- Ethelton
- Coordinates: 34°51′01″S 138°29′20″E﻿ / ﻿34.850335°S 138.489005°E
- Population: 1,487 (SAL 2021)
- Postcode(s): 5015
- Time zone: ACST (UTC+9:30)
- • Summer (DST): ACST (UTC+10:30)
- LGA(s): City of Port Adelaide Enfield
- Region: Western Adelaide
- County: Adelaide
- State electorate(s): Port Adelaide
- Federal division(s): Hindmarsh
Suburbs around Ethelton:
| Semaphore | Glanville | New Port |
| Semaphore South | Ethelton | New Port |
| Semaphore Park | Semaphore Park | Semaphore Park |
- Footnotes: Adjoining localities

= Ethelton, South Australia =

Ethelton is a north-western suburb of Adelaide 13 km from the CBD, on the Lefevre Peninsula, in the state of South Australia, Australia. It is a residential suburb within the local government area of City of Port Adelaide Enfield, adjacent to the suburbs of Semaphore, Semaphore South, Glanville and New Port. It is bounded to the north by Hart Street, to the south by Bower Road and in the west by Swan Terrace and in the east by Causeway Road.

== Facilities ==
The suburb is not served by a public primary school. The nearest are Le Fevre Primary School in Birkenhead and Westport Primary School in Semaphore Park. The area was previously serviced by Ethelton Primary School, but the campus was closed when the school amalgamated with Semaphore Primary School (to form Westport Primary). The local high school is Le Fevre High School, in nearby Semaphore South. There is a private school in the suburb, Portside Christian School (Reception to Year 12).

The John Hart Reserve and Oval at the north-western corner is the main recreational facility in the suburb. There is little commercial activity in the area, as Port Adelaide is nearby.

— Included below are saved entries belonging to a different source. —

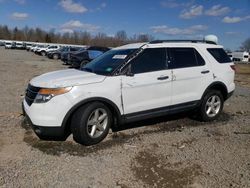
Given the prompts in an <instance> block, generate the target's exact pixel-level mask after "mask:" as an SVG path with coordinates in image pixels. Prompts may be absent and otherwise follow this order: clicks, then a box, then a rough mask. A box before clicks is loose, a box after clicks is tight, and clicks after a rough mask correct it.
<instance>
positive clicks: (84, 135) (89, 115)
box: [71, 102, 112, 146]
mask: <svg viewBox="0 0 250 188" xmlns="http://www.w3.org/2000/svg"><path fill="white" fill-rule="evenodd" d="M111 124H112V114H111V112H110V110H109V108H108V107H106V106H105V105H104V104H103V103H100V102H94V103H89V104H86V105H84V106H82V107H80V108H79V109H78V110H77V111H76V112H75V113H74V115H73V117H72V122H71V131H72V133H73V138H74V140H75V141H76V142H77V143H80V144H83V145H86V146H89V145H94V144H97V143H99V142H101V141H102V140H103V139H104V138H105V137H106V136H107V134H108V132H109V128H110V126H111Z"/></svg>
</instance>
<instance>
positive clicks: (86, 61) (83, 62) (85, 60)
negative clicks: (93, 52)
mask: <svg viewBox="0 0 250 188" xmlns="http://www.w3.org/2000/svg"><path fill="white" fill-rule="evenodd" d="M88 63H89V61H87V60H83V61H82V62H81V64H80V67H79V68H82V67H84V66H85V65H86V64H88Z"/></svg>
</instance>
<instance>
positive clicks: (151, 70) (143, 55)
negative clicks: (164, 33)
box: [131, 48, 166, 74]
mask: <svg viewBox="0 0 250 188" xmlns="http://www.w3.org/2000/svg"><path fill="white" fill-rule="evenodd" d="M164 69H166V49H165V48H151V49H145V50H144V51H143V52H142V53H141V54H140V55H139V56H138V57H137V58H135V59H133V60H132V61H131V72H132V73H134V74H139V73H144V72H152V71H159V70H164Z"/></svg>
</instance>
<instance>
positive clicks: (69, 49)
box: [61, 46, 86, 65]
mask: <svg viewBox="0 0 250 188" xmlns="http://www.w3.org/2000/svg"><path fill="white" fill-rule="evenodd" d="M84 49H86V48H83V47H72V46H69V47H68V48H67V51H65V52H62V53H61V60H62V62H63V64H65V65H68V56H70V54H71V53H73V52H76V51H80V50H84Z"/></svg>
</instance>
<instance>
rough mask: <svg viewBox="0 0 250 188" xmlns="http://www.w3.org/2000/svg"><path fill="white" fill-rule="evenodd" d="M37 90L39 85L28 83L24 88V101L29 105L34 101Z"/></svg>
mask: <svg viewBox="0 0 250 188" xmlns="http://www.w3.org/2000/svg"><path fill="white" fill-rule="evenodd" d="M39 90H40V88H39V87H34V86H32V85H30V84H29V85H28V88H27V89H26V95H25V101H26V102H27V104H28V105H29V106H30V105H32V103H33V102H34V100H35V98H36V95H37V93H38V92H39Z"/></svg>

New Port is a housing development and suburb created in 2007 on the Port River and is next to Ethelton.

== Transport ==

The 333 bus, which runs between North Haven and Port Adelaide, services Bower Road and Hart Street. The suburb is also served by the 651, 657, 662, 665, and 672 school bus services, however, these are not accessible to the general public.

The suburb also is serviced by a train station on the Outer Harbor railway line, the Ethelton railway station.

==Governance==
Ethelton is located in the federal division of Hindmarsh, the state electoral district of Port Adelaide and the local government area of the City of Port Adelaide Enfield.